Fakat bu tarihten sonra devletin Alevi kitleye olan bakışı değişmiş, Sünni ulemanın fetvalarıyla üzerlerinde baskılar oluşturmuş, Osmanlı devleti bir tehlikeyi bertaraf edeyim derken, devlet katında tek muteber mezhep olarak Sünniliği benimseyip, diğer inançları dışlayınca, özellikle Türkmen ahali arasında huzursuzluk artmış ve bu saiklerle Anadolu, yüzyıllar boyu süren ayaklanmalarla perişan olmuştur, devlet enerjisinin önemli bölümünü bu ayaklanmaları bastırmaya harcamış, Osmanlı'nın yayılması ve zenginleşmesi duraklamıştır.

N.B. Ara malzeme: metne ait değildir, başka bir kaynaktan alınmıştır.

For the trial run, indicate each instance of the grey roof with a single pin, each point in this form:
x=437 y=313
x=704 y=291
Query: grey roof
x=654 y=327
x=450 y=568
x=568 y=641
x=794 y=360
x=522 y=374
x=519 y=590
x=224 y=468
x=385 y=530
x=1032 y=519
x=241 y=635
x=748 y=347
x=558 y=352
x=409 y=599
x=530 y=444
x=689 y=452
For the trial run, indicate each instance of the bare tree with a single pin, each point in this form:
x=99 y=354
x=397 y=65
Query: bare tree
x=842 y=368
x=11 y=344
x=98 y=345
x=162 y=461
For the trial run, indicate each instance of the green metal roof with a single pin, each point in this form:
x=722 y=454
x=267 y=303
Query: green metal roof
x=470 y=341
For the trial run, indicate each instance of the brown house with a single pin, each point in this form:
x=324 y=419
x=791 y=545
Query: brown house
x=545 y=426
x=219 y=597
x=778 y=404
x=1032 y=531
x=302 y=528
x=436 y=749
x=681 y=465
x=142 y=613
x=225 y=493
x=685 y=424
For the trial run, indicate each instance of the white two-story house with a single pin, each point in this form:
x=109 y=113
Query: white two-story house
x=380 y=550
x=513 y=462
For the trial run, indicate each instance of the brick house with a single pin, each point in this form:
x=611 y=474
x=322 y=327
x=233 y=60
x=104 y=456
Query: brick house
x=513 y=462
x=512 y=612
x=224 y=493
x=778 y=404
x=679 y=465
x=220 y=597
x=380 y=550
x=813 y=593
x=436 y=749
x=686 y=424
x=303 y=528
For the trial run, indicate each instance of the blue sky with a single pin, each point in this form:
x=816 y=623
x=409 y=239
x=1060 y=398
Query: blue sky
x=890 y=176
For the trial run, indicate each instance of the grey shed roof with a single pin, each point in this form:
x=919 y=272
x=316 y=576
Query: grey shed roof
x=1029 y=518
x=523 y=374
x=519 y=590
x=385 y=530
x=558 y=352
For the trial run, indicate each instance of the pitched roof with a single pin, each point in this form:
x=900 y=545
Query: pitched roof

MİLLİYETÇİ AKIMLAR VE 1. DÜNYA SAVAŞI
Tekrar Arap ilişkilerine dönecek olursak, İslam dünyasındaki hakimiyeti ufak tefek olaylar dışında imparatorluğun son dönemlerine yani milliyetçi akımların çıkışına kadar problemsiz devam etmiştir. Milli bir unsura dayanmayan emperyal yapılar içinde, habis tümörler gibi yayılan bu milliyetçi faaliyetler, zamanın bütün imparatorlukları gibi Osmanlıyı da içten içe kemirmiş ve kaçınılmaz son 1. Dünya Savaşı sonrası gerçekleşmiştir.

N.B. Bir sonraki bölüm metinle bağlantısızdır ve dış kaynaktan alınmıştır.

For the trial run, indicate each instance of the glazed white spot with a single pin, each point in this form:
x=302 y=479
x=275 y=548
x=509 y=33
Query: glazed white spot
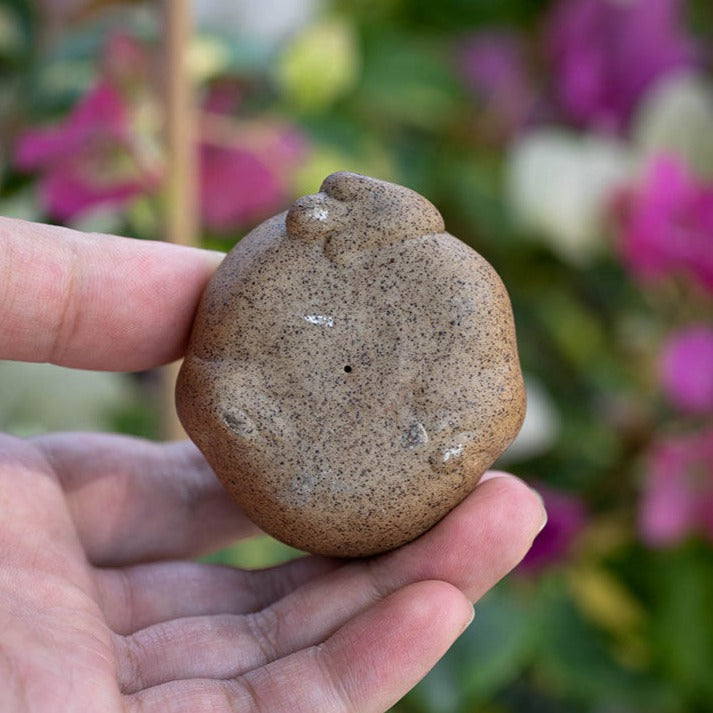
x=301 y=487
x=322 y=320
x=452 y=452
x=320 y=213
x=415 y=436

Arap-Türk ilişkilerinin en önemli safhalarından biri işte bu dönemde yaşanmştır. Milli hafızamıza kazınmış olan ünlü Arap ihaneti, 1. Dünya Savaşı sırasında vuku bulmuştur. Bu dönemin birinci ağızdan öğrenmek isteyenler, ünlü İngiliz casusu Lawrence’in” Bilgeliğin Yedi Sütunu” adlı kitabını okuyabilirler. Her ne kadar Araplara fazla angaje olsa da, yer yer Türk düşmanlığı izleri taşısa da, görevini fazla içselleştirip sonunda kendi devleti olan İngiltere’yi Arapları kandırmak ve ihanet etmekle suçlama raddesine gelse de, O dönemi anlamak için çok önemli bir eserdir.

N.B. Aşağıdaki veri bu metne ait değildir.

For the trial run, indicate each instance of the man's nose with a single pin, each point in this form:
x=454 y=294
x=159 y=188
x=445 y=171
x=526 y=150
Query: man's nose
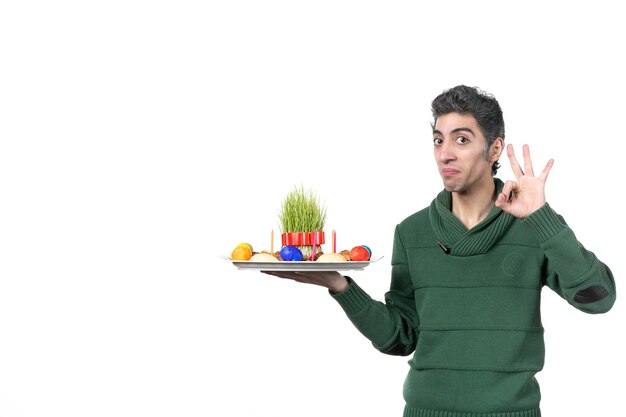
x=445 y=152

Arapları örgütleyerek özellikle Mekke Şerifi Hüseyin’in oğlu Abdullah ile birlikte, Medine’de bulunan Türk ordusunun Mekke’ye ve daha geniş bir bakışla İhgiliz ordusuna karşı bir harekat yapmasını engellemek onları oyalamak, savunmada bırakmak ve İngiliz Ordusunun nihai saldırısına zaman sağlamak amacıyla Hicaz demiryoluna, Türk ordusuna malzeme ve asker taşıyan trenlere yaptıkları terörist faalyetleri ayrıntılarıyla anlatan bir kitaptır. Herkese tavsiye ederim.
ARAPLARIN ÖZELLİKLERİ
Bu kitabı okuduktan sonra Arapların davranış biçimlerinin neredeyse cahiliye döneminden 1. Dünya Savaşı tarihlerine kadar hiç değişmediğini, kabilecilik, yağmacılık, akrabacılığın onlar için hala en temel ögeler olduğunu görüyoruz. Bu durum günümüzde de böyledir. Suriye ve Irak bölgeleri, Arabisten’ın içleri ve Yemen’e göre, önce Roma ve Sasani, sonra Selçuklu, sonrasında da Osmanlı hakimiyetnin etkisiyle daha kültürlü ve aklı başında, sanata, kültüre ve modern etkilere daha açık sosyolojik yapılar barındırırken, daha iç bölgelerde bir nevi atasözü haline gelmiş “kardeşimle bir olup amcaoğluma, amcaoğlumla bir olup yabancıya karşı dururum” sözüne uygun yaşayan, soy-sopuyla böbürlenen, yağma ve çapul hikayelerini birer kahramanlık menkıbelsi halinde anlatan, özgürlüğüne düşkün, bilimle hiç ilgisi olmayan ve onunla uğraşanları aşağılayan, Arap’a sadece, şiir, hitabet, nesep ilmi (ensab) ve tarihle uğraşmayı yakıştıran bir toplumsal yapıyla karşılaşırız.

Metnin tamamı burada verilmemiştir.